Pulmonary infection with a specific species of the Mycobacterium avium complex (MAC), called Mycobacterium intracellulare, can be aggressive in people with cystic fibrosis (CF), with a greater loss of lung function evident but a lesser incidence of a secondary lung infection, a single-site study reports.
This species also responded best to antibiotic treatment, its researchers said, suggesting that identifying “MAC isolates to the species level would have bearing on the prognosis and management” of these infections in CF patients.
The study, “Distribution and outcomes of infection of Mycobacterium avium complex species in cystic fibrosis,” was published in the Journal of Cystic Fibrosis.
MAC is comprised by a group of nontuberculous mycobacteria (NTM) that are responsible for about 70% of pulmonary infections in CF patients. Three main mycobacteria species within the MAC group are known to be responsible for most cases of NTM lung infections: Mycobacterium avium, Mycobacterium intracellulare, and Mycobacterium chimaera.
Laboratories routinely identify the MAC group as a whole, but not each bacterial species individually. Some studies suggest that different strains of NTM bacteria have different degrees of virulence, highlighting a need for specificity.
The distribution and contribution of each species to patient outcomes in CF, a population at risk for MAC lung infections, also remain unclear.
Researchers at the University of Michigan analyzed the medical records of 23 CF patients with MAC infections who were followed at the university’s clinical center.
MAC bacteria were extracted from respiratory samples collected during routine appointments, and bacterial DNA was analyzed to identify the different species.

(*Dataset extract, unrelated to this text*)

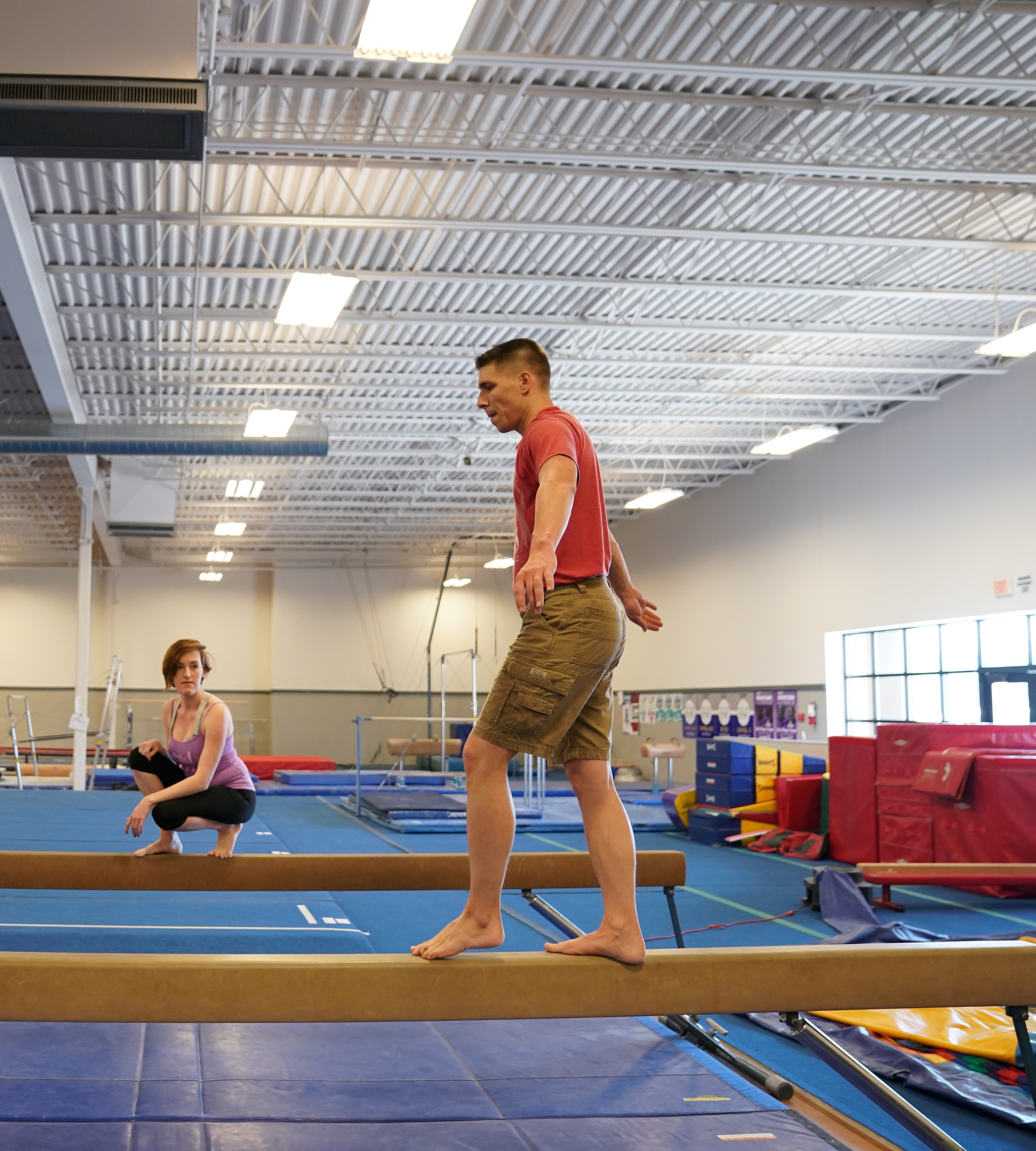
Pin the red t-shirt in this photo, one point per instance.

Researchers examined a total of 57 MAC isolates, and found that the most common mycobacteria was M. avium (62.5%), followed by M. intracellulare (17.4%) and M. chimaera (13.1%). They also identified a fourth bacteria strain, Mycobacterium timonens, present in 4.3% of the samples.

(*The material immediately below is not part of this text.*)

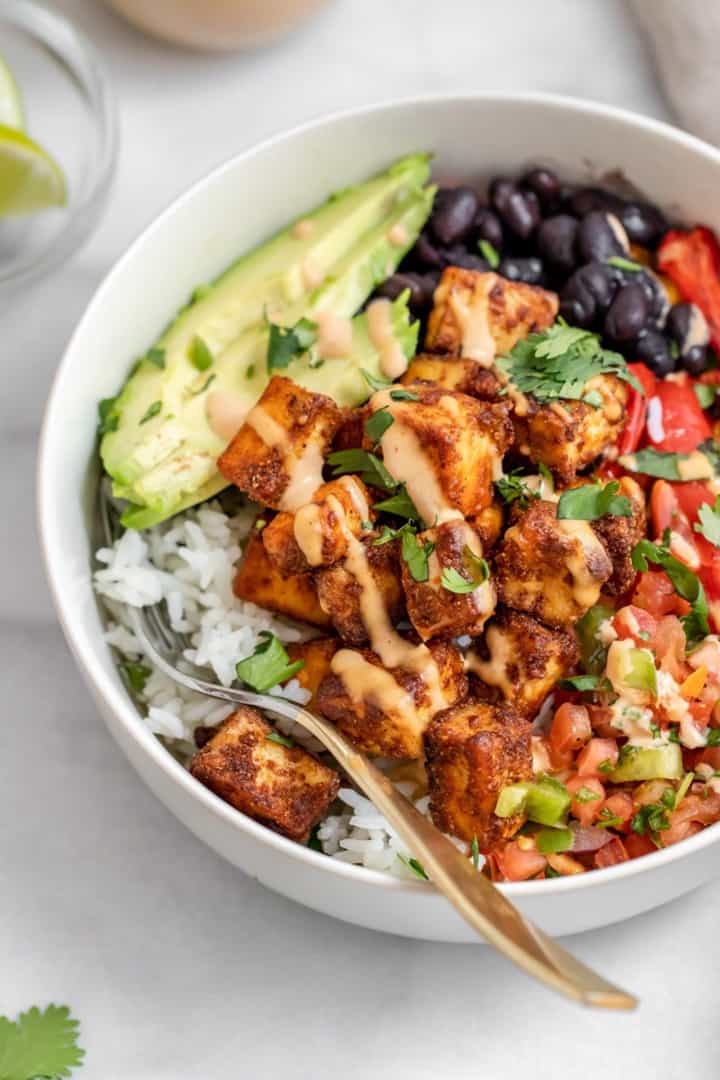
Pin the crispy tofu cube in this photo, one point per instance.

Patient outcomes were found to differ significantly according to the mycobacteria strains a person carried. CF patients with M. intracellulare had more aggressive lung disease and were more likely to have the F508del CFTR mutation — the most common disease-causing mutation. But they also had lower rates of secondary infection with Staphylococcus aureus, the most prevalent bacteria infecting CF airways and one that can be resistant to treatment.
MAC infections were divided into three categories: a transient infection identified by a single positive MAC culture, followed by a negative laboratory test; a persistent infection identified by two positive MAC tests; and NTM disease, a chronic and progressive lung disorder, defined by the use of anti-MAC antibiotics.
In 22 of the 23 patients, available clinical data showed that 23% had a transient infection, 45% had a persistent infection, and 32% had NTM disease. Consistently, M. intracellulare infections were associated with higher rate of NTM disease (74%). In contrast, patients with M. chimaera were not diagnosed with NTM disease.
Lung function analysis of 21 patients revealed that all species were associated with poorer lung function before MAC identification, with the biggest decrease found in those with M. intracellulare infection.
Interestingly, lung function in CF patients with M. intracellulare infection improved after its MAC identification and treatment, supporting the efficacy of anti-MAC antibiotics against this species. In contrast, lung function in those with M. chimaera continued to decline, while it remained stable in those with M. avium infection.
Collectively, these findings demonstrate that bacterial DNA analysis can be used to identify individual mycobacteria species, and such identification may help in patient treatment and outcomes.
“If these trends are borne out in analyses of larger numbers of patients, identification of MAC isolates to the species level would have bearing on the prognosis and management of MAC infection in CF,” the team wrote.